File size: 9,496 Bytes

c49b21b

"""
Merge your features JSON with coin-metadata JSON, or merge a crypto-bubbles
Parquet into your merged-features Parquet.

Usage:
  # JSON mode (default):
  python merge_2.py json \
    --features data/merged/features/merged_features.json \
    --coininfo data/coininfo/coin_metadata.json \
    --out merged_with_coininfo.ndjson

  # Parquet mode:
  python merge_2.py parquet \
    --base data/merged/features/merged_features.parquet \
    --bubbles data/crypto-bubbles/crypto_bubbles_2025-07-15.parquet \
    --out data/merged/features/merged_features.parquet
"""
import json
import pandas as pd
from datetime import datetime
from pathlib import Path
import argparse

def merge_parquet_features(base_fp: Path, bubbles_fp: Path, out_fp: Path):
    """
    Merge crypto bubbles Parquet into merged features Parquet.
    For overlapping columns, non-null bubbles values overwrite base.
    New columns from bubbles are added.
    """

    import time
    base = pd.read_parquet(base_fp)
    bubbles = pd.read_parquet(bubbles_fp)

    # Fill missing interval_timestamp with current UTC ms, ensure int (ms) robustly
    now_ms = int(time.time() * 1000)
    def to_millis(val):
        if pd.isna(val):
            return pd.NA
        if isinstance(val, (pd.Timestamp, datetime)):
            return val.value // 1_000_000
        try:
            return int(float(val))
        except (ValueError, TypeError):
            try:
                return int(pd.to_datetime(val).value // 1_000_000)
            except Exception:
                return pd.NA

    for df in (base, bubbles):
        if 'interval_timestamp' in df.columns:
            df['interval_timestamp'] = df['interval_timestamp'].fillna(now_ms)
            df['interval_timestamp'] = df['interval_timestamp'].map(to_millis).astype('Int64')
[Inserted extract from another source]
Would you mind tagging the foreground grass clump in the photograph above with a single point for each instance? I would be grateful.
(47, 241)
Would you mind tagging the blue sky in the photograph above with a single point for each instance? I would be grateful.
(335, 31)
    # Rename 'slug' in bubbles to 'symbol' for join, if needed
    bubbles_renamed = bubbles.rename(columns={"slug": "symbol"}) if "slug" in bubbles.columns else bubbles
    # Remove duplicate columns, keep first occurrence
    bubbles_renamed = bubbles_renamed.loc[:, ~bubbles_renamed.columns.duplicated()]
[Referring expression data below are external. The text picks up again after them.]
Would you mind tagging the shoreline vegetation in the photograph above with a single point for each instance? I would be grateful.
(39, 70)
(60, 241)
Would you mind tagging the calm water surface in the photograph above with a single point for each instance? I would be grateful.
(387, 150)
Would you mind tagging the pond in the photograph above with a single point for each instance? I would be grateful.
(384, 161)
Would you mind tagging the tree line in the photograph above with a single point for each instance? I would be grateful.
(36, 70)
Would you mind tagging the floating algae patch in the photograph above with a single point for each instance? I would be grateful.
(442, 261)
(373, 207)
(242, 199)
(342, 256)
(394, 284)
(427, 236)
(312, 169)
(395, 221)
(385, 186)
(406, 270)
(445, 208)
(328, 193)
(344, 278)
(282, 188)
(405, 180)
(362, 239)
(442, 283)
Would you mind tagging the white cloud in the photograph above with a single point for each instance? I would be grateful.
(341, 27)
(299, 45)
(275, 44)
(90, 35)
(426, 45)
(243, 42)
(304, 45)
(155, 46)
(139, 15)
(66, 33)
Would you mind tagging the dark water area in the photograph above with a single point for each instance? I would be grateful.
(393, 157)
    # Use 'symbol' and 'interval_timestamp' as join keys
    keys = [k for k in ["symbol", "interval_timestamp"] if k in base.columns and k in bubbles_renamed.columns]
    if not all(k in base.columns for k in keys) or not all(k in bubbles_renamed.columns for k in keys):
        raise ValueError("No common key columns found for merge (need 'symbol' and 'interval_timestamp').")

    # Normalize symbol column in both DataFrames for robust merging
    def normalize_symbol_col(df):
        df['symbol'] = df['symbol'].astype(str).str.lower()
        # Map 'ripple' <-> 'xrp' both ways for robust merging
        df['symbol'] = df['symbol'].replace({'ripple': 'xrp', 'xrp/ripple': 'xrp'})
        # Also add a step to map 'xrp' to 'ripple' for output if needed
        df['symbol'] = df['symbol'].replace({'xrp': 'ripple'})
        return df
    bubbles_renamed = normalize_symbol_col(bubbles_renamed)
    base = normalize_symbol_col(base)

    # Pick top 50 by rank if present, else first 50 unique
    if 'rank' in bubbles_renamed.columns:
        sorted_bubbles = bubbles_renamed.sort_values('rank')
    else:
        sorted_bubbles = bubbles_renamed
    top_50 = sorted_bubbles.drop_duplicates(subset='symbol').head(50)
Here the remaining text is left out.